The reactions to Hatch’s efforts have been “mixed,” the Utah Senator said, with some people rejecting most calls to amend the Constitution, which has been changed only 27 times in 215 years.
Others believe, as Hatch said, that the native-born citizenship requirement has “long outlived its usefulness.” Meanwhile, the amendment would keep in place constitutional requirements that presidents be at least 35 years old and live in the United States for at least 14 years.
Hatch’s “take it slow” approach reflects the difficulty of passing an amendment, which requires a two-thirds majority in both chambers for approval, and then the approval of three-fourths of state legislatures.
Besides Schwarzenegger, Hatch’s constitutional amendment would allow Michigan Gov. Jennifer Granholm (D), who was born in Canada, to run for president.
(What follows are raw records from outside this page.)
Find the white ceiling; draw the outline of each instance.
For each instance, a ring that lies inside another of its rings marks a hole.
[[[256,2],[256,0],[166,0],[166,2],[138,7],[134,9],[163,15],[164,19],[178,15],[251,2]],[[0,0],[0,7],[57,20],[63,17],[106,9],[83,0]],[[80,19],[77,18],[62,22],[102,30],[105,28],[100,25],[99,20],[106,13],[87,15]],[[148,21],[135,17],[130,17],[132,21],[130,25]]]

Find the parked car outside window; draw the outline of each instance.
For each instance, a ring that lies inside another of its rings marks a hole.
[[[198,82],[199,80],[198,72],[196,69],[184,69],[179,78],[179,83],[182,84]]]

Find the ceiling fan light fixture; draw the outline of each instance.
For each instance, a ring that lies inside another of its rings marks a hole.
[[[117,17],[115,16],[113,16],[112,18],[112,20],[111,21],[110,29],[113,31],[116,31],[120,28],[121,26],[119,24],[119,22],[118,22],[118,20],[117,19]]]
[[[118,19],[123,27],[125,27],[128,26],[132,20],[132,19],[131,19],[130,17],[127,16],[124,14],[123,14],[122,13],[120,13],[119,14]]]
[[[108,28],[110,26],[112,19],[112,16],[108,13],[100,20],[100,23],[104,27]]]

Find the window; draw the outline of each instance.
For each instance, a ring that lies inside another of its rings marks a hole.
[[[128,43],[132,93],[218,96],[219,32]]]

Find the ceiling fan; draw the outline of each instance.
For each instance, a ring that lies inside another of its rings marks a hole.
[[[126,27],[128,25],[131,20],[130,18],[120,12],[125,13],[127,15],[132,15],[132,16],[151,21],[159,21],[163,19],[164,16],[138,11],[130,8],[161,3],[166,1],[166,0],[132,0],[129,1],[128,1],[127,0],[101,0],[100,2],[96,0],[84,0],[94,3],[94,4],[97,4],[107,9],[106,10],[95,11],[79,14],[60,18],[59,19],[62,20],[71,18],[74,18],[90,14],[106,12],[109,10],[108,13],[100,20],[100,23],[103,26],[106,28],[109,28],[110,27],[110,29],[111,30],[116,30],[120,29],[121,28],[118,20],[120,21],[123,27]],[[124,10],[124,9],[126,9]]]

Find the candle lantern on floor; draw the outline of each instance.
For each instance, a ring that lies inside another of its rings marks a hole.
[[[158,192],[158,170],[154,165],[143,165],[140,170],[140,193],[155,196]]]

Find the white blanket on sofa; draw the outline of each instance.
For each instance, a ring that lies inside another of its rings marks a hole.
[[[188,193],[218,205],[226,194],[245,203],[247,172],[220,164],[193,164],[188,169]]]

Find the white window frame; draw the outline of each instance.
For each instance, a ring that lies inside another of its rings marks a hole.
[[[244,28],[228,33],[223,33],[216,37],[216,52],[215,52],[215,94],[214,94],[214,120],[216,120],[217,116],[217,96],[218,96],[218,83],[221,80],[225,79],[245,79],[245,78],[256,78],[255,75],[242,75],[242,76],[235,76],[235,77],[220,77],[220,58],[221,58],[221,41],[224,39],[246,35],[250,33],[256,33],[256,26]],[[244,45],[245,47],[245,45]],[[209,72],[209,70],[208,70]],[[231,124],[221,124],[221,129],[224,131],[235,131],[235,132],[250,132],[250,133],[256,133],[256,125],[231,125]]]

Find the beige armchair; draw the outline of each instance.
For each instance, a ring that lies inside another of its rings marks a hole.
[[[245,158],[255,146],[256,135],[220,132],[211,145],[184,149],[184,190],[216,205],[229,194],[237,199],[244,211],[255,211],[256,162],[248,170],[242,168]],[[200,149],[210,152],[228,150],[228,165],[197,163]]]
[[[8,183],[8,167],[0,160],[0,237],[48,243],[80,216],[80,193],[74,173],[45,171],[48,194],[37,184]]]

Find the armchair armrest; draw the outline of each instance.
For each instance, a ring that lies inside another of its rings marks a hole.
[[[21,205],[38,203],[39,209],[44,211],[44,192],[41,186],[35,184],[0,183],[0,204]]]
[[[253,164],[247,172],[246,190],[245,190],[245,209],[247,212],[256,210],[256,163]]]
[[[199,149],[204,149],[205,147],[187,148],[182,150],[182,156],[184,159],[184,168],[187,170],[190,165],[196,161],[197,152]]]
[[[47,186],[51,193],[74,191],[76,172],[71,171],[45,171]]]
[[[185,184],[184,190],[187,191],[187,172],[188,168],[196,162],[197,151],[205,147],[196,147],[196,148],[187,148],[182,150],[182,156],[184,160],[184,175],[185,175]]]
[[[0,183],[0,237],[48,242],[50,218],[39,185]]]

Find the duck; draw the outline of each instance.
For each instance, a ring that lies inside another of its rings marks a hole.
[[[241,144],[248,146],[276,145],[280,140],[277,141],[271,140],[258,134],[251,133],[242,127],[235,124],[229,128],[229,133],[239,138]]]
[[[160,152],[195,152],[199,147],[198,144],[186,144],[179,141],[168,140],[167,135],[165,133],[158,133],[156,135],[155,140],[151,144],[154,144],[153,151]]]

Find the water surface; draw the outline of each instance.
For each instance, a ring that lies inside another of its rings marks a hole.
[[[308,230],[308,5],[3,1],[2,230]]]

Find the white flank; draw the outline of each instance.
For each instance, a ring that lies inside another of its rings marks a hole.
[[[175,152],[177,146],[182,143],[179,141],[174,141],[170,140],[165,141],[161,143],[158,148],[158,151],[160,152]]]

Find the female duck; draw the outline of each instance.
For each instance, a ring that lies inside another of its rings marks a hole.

It also would allow foreign-born Cabinet members, such as former secretaries of State Henry Kissinger and Madeleine Albright, to remain in the line of succession. Though the Constitution specifies that the secretary of State is in line to become president if the president, vice president, Speaker and President Pro Tem are all incapacitated, Kissinger and Albright were not eligible to fulfill that role.